|Year : 2018 | Volume
| Issue : 1 | Page : 94-96
Bleb needling with subconjunctival ologen insertion using IOL cartridge
Tanuj Dada1, Dewang Angmo1, Shibal Bhartiya2, Karthikeya Ramananda1
1 Dr. Rajendra Prasad Centre for Ophthalmic Sciences, All Institute of Medical Sciences, New Delhi, India
2 Glaucoma Specialist, Fortis Memorial Research Institute, Gurgaon, Haryana, India
|Date of Web Publication||5-Mar-2018|
Dr. Rajendra Prasad Centre for Ophthalmic Sciences, Room No. S-1, First Floor, All India Institute of Medical Sciences, New Delhi - 110 029
Source of Support: None, Conflict of Interest: None
| Abstract|| |
We describe a novel technique to bleb needling by injecting subconjunctival ologen through an intraocular lens (IOL) delivery system to modulate wound healing in a failing filter. Bleb needling with 26G needle was performed, followed by subconjunctival injection of a biodegradable collagen implant using an IOL delivery system with cartridge in two eyes with a failing filter and high intraocular pressure (IOP). Postoperatively, the bleb was diffusely elevated, and the IOP was maintained between 10 and 14 mmHg at 6 weeks, 3 and 6 months follow-up. Therefore, bleb needling augmented with a biodegradable collagen implant inserted through an IOL injector system is a useful option in the management of failing filter posttrabeculectomy.
Keywords: 5-Fluorouracil, bleb needling, failed filtering surgery, intraocular lens delivery system, ologen
|How to cite this article:|
Dada T, Angmo D, Bhartiya S, Ramananda K. Bleb needling with subconjunctival ologen insertion using IOL cartridge. Oman J Ophthalmol 2018;11:94-6
|How to cite this URL:|
Dada T, Angmo D, Bhartiya S, Ramananda K. Bleb needling with subconjunctival ologen insertion using IOL cartridge.
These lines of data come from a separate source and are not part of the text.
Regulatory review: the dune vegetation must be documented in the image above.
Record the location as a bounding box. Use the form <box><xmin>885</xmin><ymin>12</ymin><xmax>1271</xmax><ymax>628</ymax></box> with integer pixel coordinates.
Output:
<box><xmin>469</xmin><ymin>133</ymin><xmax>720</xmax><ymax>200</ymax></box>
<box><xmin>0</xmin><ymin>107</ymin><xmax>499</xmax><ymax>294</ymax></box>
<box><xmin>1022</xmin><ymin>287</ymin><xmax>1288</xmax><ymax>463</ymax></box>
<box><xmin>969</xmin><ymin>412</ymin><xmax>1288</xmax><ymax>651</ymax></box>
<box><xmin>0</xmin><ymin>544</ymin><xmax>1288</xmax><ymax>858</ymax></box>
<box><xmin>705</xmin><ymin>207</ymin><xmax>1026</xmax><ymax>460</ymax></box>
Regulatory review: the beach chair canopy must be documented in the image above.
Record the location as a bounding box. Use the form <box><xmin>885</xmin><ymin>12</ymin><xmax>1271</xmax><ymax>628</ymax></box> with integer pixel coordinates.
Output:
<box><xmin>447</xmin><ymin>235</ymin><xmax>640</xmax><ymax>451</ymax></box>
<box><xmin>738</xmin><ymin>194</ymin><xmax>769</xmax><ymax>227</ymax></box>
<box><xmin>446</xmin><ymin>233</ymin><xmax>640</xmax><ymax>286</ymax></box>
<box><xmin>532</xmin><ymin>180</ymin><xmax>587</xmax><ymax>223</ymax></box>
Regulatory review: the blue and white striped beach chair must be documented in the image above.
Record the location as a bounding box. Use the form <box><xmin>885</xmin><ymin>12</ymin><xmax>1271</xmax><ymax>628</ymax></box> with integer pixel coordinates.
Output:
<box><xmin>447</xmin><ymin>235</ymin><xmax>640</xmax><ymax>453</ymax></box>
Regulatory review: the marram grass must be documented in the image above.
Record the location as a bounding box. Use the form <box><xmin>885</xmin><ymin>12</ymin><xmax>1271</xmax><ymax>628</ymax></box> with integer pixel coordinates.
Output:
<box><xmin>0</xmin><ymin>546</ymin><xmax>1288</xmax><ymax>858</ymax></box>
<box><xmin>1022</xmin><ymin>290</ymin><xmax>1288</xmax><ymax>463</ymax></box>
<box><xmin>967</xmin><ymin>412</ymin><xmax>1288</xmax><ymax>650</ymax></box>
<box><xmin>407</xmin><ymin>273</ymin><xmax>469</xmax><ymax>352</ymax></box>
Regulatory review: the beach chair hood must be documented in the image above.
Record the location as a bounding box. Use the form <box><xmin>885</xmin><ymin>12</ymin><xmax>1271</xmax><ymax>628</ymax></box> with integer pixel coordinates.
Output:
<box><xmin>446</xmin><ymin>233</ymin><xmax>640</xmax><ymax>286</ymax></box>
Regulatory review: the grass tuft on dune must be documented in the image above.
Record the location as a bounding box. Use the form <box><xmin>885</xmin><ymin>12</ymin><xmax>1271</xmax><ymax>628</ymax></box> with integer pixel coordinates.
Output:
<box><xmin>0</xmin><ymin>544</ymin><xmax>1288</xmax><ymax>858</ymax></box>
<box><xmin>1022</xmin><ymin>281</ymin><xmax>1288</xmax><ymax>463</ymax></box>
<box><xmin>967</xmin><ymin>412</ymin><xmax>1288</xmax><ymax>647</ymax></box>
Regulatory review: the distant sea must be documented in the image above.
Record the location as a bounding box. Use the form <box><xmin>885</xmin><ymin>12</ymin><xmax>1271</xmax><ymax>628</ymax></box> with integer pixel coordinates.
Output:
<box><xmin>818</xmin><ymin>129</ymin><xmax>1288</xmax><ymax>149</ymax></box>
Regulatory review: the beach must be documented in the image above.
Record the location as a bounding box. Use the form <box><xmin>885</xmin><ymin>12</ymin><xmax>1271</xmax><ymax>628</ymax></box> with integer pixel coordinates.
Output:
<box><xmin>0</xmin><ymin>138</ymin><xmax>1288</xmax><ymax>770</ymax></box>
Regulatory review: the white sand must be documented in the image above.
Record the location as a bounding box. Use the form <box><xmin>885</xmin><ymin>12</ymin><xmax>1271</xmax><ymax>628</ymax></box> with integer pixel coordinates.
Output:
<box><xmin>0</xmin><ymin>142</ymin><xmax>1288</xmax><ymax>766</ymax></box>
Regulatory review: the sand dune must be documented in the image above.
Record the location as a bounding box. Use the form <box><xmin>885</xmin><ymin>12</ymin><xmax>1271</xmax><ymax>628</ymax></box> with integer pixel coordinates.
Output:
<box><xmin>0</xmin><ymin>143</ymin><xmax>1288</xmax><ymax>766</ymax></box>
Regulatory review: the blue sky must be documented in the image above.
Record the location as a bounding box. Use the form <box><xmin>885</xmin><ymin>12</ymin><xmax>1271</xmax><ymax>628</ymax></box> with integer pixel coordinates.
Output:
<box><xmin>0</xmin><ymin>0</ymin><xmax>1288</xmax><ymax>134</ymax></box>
Oman J Ophthalmol [serial online] 2018 [cited 2021 May 18];11:94-6. Available from: https://www.ojoonline.org/text.asp?2018/11/1/94/226336
| Introduction|| |
Trabeculectomy remains the surgery of choice in patients with advanced glaucoma, but failure of filtration may be caused by subconjunctival and episcleral fibrosis. The success rate of bleb needling with 5-fluorouracil (5FU) injection varies between 75% and 94%., However, risk factors for failure of needle revision include preneedling intraocular pressure (IOP) >30 mmHg, aphakia or pseudophakia, a fornix-based conjunctival flap during surgery, with previous surgery involving a conjunctival incision; as was present in our case., We, therefore, added a biodegradable collagen implant to the standard procedure of needling to modulate wound healing and augment the success of this procedure.
| Case Reports|| |
A 54-year-old male with the diagnosis of OD Aphakia with corneal decompensation, spheroidal degeneration, fibrous downgrowth and secondary glaucoma, posttrabeculectomy, and OS absolute eye; presented with IOP of 32 mmHg. The patient had undergone trabeculectomy with 0.02% mitomycin C (MMC), 2 months back and a mildly elevated, vascularized, encysted bleb was noted [Figure 1]a. Best-corrected visual acuity in the right eye was only light perception with accurate projection of rays and no light perception in the left eye.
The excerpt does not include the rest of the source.